The appeal relating to a likelihood of confusion between the marks was actually refused; however, Lord Justice Kitchin upheld Specsavers’ grounds of appeal relating to the reputation in their trade mark and the unfair advantage the "spec savings at Asda" would take. Lord Justice Kitchin said:
I believe that the average consumer seeing this strapline would make a connection with Specsavers. I am confirmed in this view by the fact that this was Asda’s intention” (para 153). He further commented: “Asda intended to benefit from the power of attraction attaching to the Specsavers brand and to exploit, without paying any compensation, Specsavers’ marketing efforts by conveying to consumers that Asda offered real value in the form of spectacle savings
With regard to the third ground, this was stayed pending a reference to the CJEU. He said he was satisfied that this was a case in which it was necessary to seek the guidance of the CJEU as to the correct approach to be adopted to Article 15 of the Regulation where a trade mark proprietor seeks to establish use of a trade mark on the basis of the use of that mark in conjunction with another element.
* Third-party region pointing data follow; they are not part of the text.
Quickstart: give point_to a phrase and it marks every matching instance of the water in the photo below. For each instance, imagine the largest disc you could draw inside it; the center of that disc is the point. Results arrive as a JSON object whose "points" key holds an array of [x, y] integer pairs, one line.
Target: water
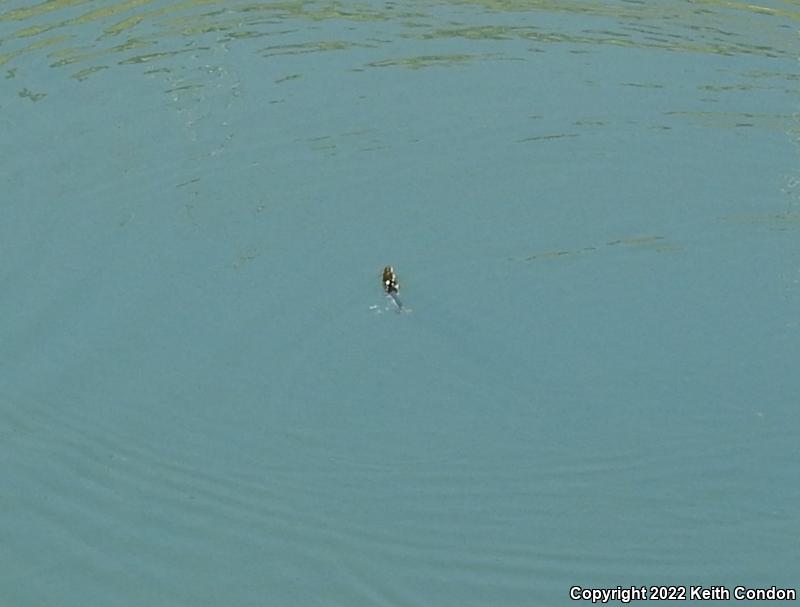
{"points": [[593, 210]]}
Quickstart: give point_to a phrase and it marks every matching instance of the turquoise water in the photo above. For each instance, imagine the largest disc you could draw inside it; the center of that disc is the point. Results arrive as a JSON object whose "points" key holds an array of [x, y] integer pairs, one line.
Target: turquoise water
{"points": [[205, 399]]}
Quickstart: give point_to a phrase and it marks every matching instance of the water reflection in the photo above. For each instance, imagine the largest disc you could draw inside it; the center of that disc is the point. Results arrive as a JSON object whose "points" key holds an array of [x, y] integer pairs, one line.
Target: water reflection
{"points": [[73, 32]]}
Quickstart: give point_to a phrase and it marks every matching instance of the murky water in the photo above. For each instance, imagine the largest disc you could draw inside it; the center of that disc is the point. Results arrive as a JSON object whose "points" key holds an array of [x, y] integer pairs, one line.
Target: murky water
{"points": [[593, 209]]}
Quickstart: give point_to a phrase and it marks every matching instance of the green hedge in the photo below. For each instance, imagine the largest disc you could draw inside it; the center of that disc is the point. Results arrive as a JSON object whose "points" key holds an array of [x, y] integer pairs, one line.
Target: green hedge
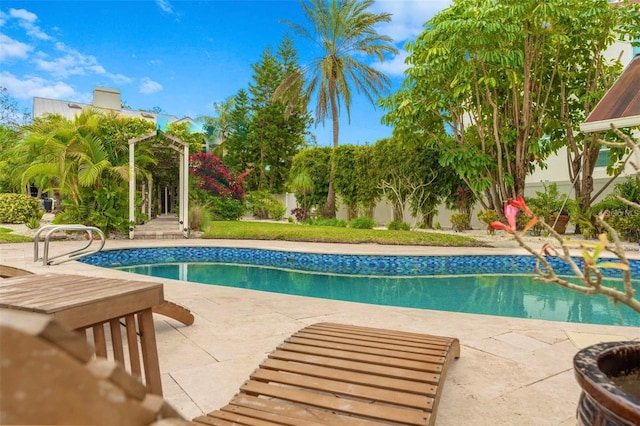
{"points": [[19, 208]]}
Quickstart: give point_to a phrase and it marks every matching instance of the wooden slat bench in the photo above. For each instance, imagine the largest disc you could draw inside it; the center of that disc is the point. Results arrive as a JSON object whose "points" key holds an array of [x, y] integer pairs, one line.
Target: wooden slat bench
{"points": [[334, 374], [325, 374]]}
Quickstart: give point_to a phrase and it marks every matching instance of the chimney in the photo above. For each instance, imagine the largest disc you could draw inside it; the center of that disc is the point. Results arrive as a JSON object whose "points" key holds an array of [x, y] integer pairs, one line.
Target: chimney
{"points": [[104, 97]]}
The following questions were put to the CJEU:
A. Where a trader has separate registrations of Community trade marks for:
- a graphic device mark;
- a word mark; and uses the two together, is such use capable of amounting to use of the graphic device mark for the purposes of Article 15 of Regulation 40/94? If yes, how is the question of use of the graphic mark to be assessed?
B. Does it make a difference if:
- the word mark is superimposed over the graphic device?
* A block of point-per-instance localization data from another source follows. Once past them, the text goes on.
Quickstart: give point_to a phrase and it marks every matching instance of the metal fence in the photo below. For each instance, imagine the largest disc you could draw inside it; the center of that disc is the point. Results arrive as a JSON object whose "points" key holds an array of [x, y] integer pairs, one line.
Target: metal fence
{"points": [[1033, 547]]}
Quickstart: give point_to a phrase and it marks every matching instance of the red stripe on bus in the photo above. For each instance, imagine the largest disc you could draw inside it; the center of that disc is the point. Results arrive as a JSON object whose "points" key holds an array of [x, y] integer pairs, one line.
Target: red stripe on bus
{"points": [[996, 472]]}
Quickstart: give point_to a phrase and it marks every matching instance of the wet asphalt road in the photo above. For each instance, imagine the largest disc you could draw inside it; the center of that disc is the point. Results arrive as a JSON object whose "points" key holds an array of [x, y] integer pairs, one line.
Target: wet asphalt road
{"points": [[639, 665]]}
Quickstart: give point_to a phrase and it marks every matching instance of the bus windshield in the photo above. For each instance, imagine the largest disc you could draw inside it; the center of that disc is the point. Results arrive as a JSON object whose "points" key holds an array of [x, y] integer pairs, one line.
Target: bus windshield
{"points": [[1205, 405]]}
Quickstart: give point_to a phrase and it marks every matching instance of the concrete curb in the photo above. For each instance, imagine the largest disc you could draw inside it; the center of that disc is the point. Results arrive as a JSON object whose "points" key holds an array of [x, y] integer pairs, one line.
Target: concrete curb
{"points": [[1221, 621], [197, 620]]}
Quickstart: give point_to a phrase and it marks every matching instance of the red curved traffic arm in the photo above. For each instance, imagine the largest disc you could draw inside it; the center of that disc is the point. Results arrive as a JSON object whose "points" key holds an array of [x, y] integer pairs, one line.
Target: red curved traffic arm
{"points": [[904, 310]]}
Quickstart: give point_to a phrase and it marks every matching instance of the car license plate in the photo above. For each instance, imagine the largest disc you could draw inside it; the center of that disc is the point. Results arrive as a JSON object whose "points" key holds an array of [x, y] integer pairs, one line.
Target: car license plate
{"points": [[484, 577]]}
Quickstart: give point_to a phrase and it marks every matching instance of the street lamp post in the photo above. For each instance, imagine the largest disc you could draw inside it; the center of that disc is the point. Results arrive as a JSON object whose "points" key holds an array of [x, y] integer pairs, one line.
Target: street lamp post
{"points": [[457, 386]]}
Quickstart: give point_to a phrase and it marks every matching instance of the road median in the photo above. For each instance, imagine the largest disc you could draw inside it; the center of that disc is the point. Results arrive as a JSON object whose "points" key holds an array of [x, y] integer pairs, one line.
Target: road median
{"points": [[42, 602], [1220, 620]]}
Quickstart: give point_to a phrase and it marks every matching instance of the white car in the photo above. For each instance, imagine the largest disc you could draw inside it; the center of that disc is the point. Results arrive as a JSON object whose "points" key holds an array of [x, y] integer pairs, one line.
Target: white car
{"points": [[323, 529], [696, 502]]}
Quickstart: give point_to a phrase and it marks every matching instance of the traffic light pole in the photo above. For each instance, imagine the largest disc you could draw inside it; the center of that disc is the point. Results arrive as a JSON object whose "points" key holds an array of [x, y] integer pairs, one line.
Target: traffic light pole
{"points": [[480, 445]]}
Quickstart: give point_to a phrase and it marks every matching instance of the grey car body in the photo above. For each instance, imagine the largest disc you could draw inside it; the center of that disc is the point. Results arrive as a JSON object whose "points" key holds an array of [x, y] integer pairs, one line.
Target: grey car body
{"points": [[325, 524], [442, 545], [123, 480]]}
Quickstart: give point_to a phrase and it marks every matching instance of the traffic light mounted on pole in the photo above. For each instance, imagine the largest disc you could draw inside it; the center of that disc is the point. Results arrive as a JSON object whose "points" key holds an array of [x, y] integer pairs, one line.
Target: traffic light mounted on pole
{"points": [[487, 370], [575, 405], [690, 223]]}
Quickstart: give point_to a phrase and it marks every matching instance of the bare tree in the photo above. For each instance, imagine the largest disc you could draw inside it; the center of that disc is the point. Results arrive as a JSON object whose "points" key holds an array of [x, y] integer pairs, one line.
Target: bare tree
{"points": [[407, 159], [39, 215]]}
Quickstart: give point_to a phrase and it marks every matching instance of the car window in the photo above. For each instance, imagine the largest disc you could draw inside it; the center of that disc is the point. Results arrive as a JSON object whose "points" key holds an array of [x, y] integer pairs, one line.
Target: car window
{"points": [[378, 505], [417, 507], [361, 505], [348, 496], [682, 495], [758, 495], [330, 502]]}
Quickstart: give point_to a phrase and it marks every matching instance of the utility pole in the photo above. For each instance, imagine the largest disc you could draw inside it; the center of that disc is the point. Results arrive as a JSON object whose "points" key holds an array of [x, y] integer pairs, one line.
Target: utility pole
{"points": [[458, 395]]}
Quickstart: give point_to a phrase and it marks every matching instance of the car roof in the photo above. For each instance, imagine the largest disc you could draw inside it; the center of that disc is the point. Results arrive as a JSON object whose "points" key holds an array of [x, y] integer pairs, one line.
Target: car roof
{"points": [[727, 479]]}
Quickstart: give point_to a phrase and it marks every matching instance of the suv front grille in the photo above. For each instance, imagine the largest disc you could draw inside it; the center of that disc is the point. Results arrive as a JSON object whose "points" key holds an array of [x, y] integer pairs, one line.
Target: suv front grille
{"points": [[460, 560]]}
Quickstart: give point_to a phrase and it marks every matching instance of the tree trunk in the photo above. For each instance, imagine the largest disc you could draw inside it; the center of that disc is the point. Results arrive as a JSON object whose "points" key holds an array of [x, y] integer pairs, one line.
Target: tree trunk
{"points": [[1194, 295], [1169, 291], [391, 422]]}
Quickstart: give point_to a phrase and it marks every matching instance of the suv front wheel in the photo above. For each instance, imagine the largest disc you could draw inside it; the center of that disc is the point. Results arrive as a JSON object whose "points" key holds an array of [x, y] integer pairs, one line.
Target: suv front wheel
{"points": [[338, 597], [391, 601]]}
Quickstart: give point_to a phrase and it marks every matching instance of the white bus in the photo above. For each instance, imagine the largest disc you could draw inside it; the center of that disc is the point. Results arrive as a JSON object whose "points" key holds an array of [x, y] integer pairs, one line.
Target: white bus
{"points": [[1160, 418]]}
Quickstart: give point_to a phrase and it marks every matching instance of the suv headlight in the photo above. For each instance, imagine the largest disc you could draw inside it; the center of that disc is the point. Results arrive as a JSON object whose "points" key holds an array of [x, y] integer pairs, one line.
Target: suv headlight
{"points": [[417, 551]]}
- the trader also has the combined mark comprising graphic device and word mark registered as a Community trade mark?
C. Does the answer to A or B depend upon whether the graphic device and the words are perceived by the average consumer as (i) being separate signs; or (ii) each having an independent distinctive role? If so, how?
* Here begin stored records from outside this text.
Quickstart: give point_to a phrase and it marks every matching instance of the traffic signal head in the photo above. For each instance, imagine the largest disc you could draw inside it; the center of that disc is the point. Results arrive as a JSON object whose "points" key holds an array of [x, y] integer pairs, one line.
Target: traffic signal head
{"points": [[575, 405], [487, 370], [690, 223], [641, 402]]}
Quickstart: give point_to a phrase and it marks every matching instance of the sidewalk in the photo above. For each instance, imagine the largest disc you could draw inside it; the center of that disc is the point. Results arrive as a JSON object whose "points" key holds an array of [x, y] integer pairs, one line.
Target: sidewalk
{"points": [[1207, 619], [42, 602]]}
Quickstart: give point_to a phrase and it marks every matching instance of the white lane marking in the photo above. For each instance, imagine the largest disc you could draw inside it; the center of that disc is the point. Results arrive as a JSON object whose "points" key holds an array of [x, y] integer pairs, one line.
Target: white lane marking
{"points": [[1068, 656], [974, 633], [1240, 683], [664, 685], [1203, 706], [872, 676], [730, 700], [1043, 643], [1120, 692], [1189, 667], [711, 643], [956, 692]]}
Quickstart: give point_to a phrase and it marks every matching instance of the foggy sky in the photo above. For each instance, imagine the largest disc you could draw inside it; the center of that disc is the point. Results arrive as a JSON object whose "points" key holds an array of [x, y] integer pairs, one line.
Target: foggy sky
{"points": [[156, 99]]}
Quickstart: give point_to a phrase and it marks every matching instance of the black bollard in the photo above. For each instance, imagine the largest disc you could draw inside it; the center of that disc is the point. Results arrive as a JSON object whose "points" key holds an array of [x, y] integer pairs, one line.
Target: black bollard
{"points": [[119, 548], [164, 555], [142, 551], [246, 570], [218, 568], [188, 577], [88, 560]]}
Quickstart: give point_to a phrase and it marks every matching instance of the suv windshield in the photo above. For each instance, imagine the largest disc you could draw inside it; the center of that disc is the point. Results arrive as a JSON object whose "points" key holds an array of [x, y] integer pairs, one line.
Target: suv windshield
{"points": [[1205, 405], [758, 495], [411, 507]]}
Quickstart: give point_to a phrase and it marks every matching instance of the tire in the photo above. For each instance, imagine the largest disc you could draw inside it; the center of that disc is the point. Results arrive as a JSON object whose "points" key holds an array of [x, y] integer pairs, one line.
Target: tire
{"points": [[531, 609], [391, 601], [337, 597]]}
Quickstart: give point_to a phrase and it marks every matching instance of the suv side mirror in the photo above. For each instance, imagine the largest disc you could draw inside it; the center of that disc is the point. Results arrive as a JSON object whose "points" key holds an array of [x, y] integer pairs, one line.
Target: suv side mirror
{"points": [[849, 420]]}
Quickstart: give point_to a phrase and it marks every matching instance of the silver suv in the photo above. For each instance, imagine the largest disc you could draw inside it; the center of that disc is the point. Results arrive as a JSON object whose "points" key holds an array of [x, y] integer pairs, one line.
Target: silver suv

Lord Justice Kitchin said that the question of whether the logo has been infringed under Article 9(1)(b) or (c) was one on which the Court had received very little assistance on. He said he would therefore welcome further short written submissions on this issue should it be necessary once the CJEU has responded to the questions he asked.
These further questions have been put to the CJEU on whether it is permissible to take into account the enhanced reputation enjoyed by Specsavers in the colour green:
D. Where a Community trade mark is not registered in colour, but the proprietor has used it extensively in a particular colour or combination of colours such that it has become associated in the mind of a significant portion of the public (in a part but not the whole of the Community) with that colour or combination of colours, is the colour or colours in which the defendant uses the sign complained of relevant in the global assessment of (i) likelihood of confusion under Article 9(1)(b) or (ii) unfair advantage under Article 9(1)(c) of Regulation 40/94? If so, how?
E. If so, is it relevant as part of the global assessment that the defendant itself is associated in the mind of a significant portion of the public with the colour or particular combination of colours which it is using for the sign complained of?
We look forward to receiving the judgment of the CJEU in connection with these questions. In particular, it will be interesting to see whether the CJEU follows its findings in the HAVE A BREAK case (Case C-353/03 Société des Produits Nestlé v Mars UK Ltd  ECR I-6135).
In that case the Court found at paras 29-30 that:
the expression ‘use of the mark as a trade mark’ must .. be understood as referring solely to use of the mark for the purposes of the identification, by the relevant class of persons, of the product or service as originating from a given undertaking. Yet, such identification … may be as a result both of the use, as part of a registered trade mark, of a component thereof and of the use of a separate mark in conjunction with a registered trade mark. In both cases it is sufficient that, in consequence of such use, the relevant class of persons actually perceive the product or service, designated exclusively by the mark applied for, as originating from a given undertaking.